Antibacterial activity of Garcinia spp. by molecular docking simulations: an overview

• Published in: Phytochemistry Reviews
• Main Author: Zaine N.F.Z.; Abd Halim A.N.; Saat R.; Mian V.J.Y.; Zamakshshari N.H.
• Format: Article
• Language: English
• Published: Springer Science and Business Media B.V. 2024
• Online Access: https://www.scopus.com/inward/record.uri?eid=2-s2.0-85198724540&doi=10.1007%2fs11101-024-09997-x&partnerID=40&md5=d91dce6aa9950e79b4a61e007e178277

The plant genus Garcinia, which belongs to the Clusiaceae family, was discovered to have excellent sources of bioactive compounds with therapeutic potential and, therefore received significant attention due to its potential for medicinal properties. In the twenty-first century, one of the most crucial threats to global health, food security, and development is antimicrobial resistance (AMR). The alarming surge in AMR transcends geographical and demographic boundaries, impacting individuals of all ages and nationalities. This phenomenon renders previously effective antibiotics increasingly powerless against a growing tide of resistant bacterial infections, posing a significant public health challenge. Notably, the compilation of extract and bioactive compounds from Garcinia species that have potent antimicrobial activity against Gram-positive and Gram-negative bacteria strains by the study of previous research reported in this review. Apart from that, the structure-antibacterial activity relationship for the class of specialized compounds also had been discussed.
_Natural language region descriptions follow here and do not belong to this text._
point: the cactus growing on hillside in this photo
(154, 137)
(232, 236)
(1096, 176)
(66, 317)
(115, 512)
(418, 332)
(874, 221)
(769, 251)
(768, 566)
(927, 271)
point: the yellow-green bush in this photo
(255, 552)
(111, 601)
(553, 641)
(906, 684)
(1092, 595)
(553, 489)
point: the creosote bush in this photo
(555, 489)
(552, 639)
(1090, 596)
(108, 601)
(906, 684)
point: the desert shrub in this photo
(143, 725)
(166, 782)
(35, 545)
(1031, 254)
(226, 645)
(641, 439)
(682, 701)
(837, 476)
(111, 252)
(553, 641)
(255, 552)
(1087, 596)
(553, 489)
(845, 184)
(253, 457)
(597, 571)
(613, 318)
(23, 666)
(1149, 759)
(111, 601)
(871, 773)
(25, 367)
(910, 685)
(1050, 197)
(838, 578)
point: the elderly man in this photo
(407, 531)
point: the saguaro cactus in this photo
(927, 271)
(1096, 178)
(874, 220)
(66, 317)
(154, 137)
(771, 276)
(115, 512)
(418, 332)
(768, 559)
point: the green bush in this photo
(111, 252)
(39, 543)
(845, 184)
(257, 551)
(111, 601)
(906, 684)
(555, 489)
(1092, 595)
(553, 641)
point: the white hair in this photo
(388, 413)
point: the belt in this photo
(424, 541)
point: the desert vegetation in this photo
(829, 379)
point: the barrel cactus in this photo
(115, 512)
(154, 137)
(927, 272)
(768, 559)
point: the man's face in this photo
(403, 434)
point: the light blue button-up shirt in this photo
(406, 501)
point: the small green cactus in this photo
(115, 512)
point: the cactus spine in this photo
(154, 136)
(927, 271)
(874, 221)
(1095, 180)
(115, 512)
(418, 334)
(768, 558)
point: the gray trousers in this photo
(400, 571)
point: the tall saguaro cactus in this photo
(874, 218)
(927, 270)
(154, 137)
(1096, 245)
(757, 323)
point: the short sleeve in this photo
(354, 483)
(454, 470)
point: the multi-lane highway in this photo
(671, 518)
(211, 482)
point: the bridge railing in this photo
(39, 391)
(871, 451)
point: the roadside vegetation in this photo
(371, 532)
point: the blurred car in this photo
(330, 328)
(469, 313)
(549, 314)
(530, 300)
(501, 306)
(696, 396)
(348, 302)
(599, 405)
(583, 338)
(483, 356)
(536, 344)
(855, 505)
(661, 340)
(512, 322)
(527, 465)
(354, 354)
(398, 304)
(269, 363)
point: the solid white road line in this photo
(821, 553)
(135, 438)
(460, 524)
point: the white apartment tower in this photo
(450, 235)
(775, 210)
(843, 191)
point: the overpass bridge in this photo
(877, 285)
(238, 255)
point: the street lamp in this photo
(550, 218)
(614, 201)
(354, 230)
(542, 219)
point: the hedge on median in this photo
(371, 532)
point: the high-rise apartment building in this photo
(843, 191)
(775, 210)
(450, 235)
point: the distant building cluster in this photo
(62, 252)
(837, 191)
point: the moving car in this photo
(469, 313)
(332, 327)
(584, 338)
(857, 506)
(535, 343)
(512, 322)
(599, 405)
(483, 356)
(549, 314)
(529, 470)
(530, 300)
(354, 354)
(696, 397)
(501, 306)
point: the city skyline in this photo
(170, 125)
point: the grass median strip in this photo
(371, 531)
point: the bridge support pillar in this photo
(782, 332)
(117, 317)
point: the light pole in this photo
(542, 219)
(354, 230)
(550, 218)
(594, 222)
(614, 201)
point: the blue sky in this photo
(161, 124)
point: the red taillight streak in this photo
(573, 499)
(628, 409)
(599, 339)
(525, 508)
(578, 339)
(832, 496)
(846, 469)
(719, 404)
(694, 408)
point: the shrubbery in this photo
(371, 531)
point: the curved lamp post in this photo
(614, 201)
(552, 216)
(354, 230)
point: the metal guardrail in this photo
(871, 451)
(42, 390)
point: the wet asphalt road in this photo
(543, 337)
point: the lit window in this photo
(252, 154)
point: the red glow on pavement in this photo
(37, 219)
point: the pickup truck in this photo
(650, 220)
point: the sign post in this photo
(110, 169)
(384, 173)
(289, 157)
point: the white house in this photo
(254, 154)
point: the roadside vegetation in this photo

In addition, this study employed advanced molecular modelling simulations conducted by the authors to explore the mechanism of microbial pathways of isolated compounds that lead to strong antibacterial activity. Based on this comprehensive review, bioactive compounds isolated from Garcinia species emerge as promising candidates for spearheading the development of novel antibacterial agents. Their potential merits were further investigated through in vitro and in vivo studies to fully elucidate their efficacy and safety profiles. © The Author(s), under exclusive licence to Springer Nature B.V. 2024.